Colorectal Cancer Prevention and Early Detection

Preventing and Detecting Colorectal Cancer through Screening

Colorectal cancer is the second leading cause of cancer death in the United States. Despite its prevalence, colorectal cancer can be successfully treated if detected early. 

Doctors at Loyola Medicine are committed to screening and early detection of colorectal cancer, and follow the American Cancer Society’s recommendations that screening begin at age 50 for both men and women. Colorectal screening looks for precancerous growths called polyps. Extensive research shows that enrolling in a screening program lowers the death rate from colorectal cancer.
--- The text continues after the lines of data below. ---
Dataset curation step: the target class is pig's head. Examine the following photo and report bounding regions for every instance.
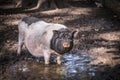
[51,29,76,54]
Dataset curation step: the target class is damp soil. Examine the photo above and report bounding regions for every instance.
[0,2,120,80]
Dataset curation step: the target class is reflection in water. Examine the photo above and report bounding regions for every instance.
[6,52,95,80]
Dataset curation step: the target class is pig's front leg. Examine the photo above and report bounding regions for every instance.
[17,33,24,54]
[43,50,50,65]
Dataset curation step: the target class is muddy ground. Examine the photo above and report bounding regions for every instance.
[0,0,120,80]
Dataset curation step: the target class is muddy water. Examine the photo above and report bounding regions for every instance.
[1,51,96,80]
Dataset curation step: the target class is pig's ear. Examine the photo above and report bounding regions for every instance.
[72,29,79,38]
[53,30,60,34]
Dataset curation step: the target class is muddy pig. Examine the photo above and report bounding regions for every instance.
[17,17,76,64]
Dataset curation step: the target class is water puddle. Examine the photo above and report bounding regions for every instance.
[5,51,96,80]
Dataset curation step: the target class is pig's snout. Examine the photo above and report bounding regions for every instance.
[63,42,70,48]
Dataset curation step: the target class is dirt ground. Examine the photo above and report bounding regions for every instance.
[0,1,120,80]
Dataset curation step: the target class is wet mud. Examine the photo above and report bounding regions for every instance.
[0,2,120,80]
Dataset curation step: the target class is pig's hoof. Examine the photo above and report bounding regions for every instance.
[45,64,49,67]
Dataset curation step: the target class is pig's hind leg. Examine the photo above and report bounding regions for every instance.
[51,50,61,65]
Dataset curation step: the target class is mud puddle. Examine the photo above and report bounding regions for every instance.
[3,51,97,80]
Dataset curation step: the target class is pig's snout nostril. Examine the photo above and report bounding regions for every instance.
[63,43,70,48]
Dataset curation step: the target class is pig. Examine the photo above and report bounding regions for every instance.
[17,17,76,64]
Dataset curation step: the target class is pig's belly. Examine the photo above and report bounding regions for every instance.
[25,35,43,57]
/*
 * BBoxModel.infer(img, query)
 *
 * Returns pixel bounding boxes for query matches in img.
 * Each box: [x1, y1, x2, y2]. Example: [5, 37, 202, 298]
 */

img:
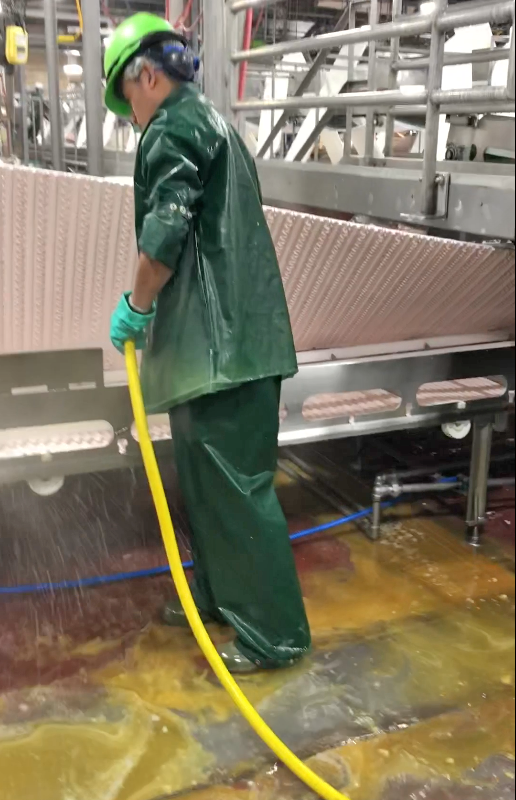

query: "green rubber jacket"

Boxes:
[135, 84, 297, 413]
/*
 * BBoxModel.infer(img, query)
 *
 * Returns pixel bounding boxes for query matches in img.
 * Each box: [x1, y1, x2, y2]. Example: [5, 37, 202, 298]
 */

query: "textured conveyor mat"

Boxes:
[0, 378, 505, 462]
[0, 165, 515, 369]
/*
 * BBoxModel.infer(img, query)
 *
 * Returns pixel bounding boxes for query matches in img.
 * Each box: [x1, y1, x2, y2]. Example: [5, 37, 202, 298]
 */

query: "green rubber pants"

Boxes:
[170, 378, 311, 669]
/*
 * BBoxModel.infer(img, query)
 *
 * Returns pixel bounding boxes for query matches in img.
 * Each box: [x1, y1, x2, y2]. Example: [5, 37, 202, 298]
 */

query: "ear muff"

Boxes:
[159, 42, 200, 81]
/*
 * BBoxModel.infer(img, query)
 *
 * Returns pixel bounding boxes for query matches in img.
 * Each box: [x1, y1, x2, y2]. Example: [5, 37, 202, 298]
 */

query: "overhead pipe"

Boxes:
[233, 86, 512, 114]
[229, 0, 284, 14]
[392, 47, 510, 72]
[43, 0, 65, 172]
[232, 15, 432, 63]
[437, 0, 514, 32]
[232, 0, 514, 63]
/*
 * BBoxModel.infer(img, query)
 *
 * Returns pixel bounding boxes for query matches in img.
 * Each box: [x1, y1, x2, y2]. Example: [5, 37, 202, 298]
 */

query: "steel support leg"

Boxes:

Colorectal Cancer Screening Guidelines

Screening tests are designed to look for cancer in patients who have no symptoms of the disease, and are the most effective way to detect early signs of colorectal cancer. Our goal at Loyola is to make your experience as comfortable and convenient as possible. 
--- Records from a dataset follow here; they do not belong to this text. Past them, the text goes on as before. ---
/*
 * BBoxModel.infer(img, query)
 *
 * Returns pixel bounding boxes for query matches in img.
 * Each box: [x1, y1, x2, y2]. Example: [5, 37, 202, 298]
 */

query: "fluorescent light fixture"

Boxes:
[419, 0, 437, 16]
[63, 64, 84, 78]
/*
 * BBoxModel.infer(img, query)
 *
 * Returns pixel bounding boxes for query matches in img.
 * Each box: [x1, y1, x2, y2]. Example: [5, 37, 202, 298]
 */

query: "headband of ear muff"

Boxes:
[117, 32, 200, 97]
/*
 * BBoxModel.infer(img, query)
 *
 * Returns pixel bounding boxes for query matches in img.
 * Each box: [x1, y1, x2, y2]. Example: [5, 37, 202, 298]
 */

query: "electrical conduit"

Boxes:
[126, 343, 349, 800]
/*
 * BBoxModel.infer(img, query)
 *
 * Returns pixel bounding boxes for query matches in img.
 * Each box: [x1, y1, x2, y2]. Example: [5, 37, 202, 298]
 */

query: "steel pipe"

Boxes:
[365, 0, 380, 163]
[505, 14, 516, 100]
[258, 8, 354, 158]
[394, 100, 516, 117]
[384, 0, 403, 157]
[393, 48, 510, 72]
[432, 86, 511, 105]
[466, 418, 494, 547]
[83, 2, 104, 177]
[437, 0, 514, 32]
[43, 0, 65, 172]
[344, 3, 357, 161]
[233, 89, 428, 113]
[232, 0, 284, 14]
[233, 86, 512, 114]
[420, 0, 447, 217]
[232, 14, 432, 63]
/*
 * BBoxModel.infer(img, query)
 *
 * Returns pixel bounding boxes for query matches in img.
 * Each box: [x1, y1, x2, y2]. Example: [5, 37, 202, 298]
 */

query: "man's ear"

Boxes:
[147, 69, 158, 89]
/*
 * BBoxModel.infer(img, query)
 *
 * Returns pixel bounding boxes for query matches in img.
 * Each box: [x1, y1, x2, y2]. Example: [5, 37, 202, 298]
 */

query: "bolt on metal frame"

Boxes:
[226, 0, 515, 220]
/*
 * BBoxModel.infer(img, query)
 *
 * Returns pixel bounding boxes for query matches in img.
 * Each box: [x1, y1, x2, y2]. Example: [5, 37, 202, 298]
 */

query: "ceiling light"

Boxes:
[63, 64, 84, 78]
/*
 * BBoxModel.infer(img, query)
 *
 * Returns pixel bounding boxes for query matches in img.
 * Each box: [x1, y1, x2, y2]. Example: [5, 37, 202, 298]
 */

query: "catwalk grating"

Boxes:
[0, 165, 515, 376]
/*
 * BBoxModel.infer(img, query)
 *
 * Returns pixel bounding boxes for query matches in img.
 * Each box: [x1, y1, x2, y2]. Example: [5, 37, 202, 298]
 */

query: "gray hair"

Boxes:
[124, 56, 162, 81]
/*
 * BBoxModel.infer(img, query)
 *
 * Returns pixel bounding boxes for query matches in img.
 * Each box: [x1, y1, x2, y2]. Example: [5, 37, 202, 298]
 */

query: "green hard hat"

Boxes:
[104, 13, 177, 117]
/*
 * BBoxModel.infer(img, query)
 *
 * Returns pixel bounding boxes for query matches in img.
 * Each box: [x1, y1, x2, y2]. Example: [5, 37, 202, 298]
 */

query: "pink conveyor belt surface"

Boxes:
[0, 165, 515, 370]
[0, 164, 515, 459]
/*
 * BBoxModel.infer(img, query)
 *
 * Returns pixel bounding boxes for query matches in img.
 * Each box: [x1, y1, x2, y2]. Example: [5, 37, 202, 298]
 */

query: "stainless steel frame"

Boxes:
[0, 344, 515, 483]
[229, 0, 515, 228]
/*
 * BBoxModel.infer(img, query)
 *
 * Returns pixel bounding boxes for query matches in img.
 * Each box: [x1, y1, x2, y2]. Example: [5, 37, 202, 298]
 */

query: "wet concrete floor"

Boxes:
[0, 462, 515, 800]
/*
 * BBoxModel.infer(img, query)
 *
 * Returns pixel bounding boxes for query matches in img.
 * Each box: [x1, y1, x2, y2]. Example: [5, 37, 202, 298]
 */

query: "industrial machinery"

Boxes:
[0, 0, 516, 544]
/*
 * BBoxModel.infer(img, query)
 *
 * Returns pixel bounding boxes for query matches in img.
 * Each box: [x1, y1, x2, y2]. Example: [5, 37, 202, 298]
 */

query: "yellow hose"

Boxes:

Several different tests can be used to screen for colorectal polyps and cancers. The tests and schedule may include:

  • Colonoscopy, every 10 years
  • CT colonography (virtual colonoscopy), every 5 years
  • Double-contrast barium enema, every 5 years
  • Fecal immunochemical test
  • Fecal occult blood test
  • Flexible sigmoidoscopy, every 5 years
  • Stool DNA tests

The test performed, and the number of years between tests, will vary depending on your specific family history and risk factors. Loyola’s multidisciplinary team of medical professionals will meet with you to discuss your risk factors and determine a screening schedule that is appropriate for you. In addition, Loyola offers comprehensive cancer risk assessment and cancer genetics evaluation programs.

If you are concerned about the possibility of colorectal cancer due to family history, changes in your bowel habits, or screening results, contact your primary care physician who can make additional recommendations for your specific concerns.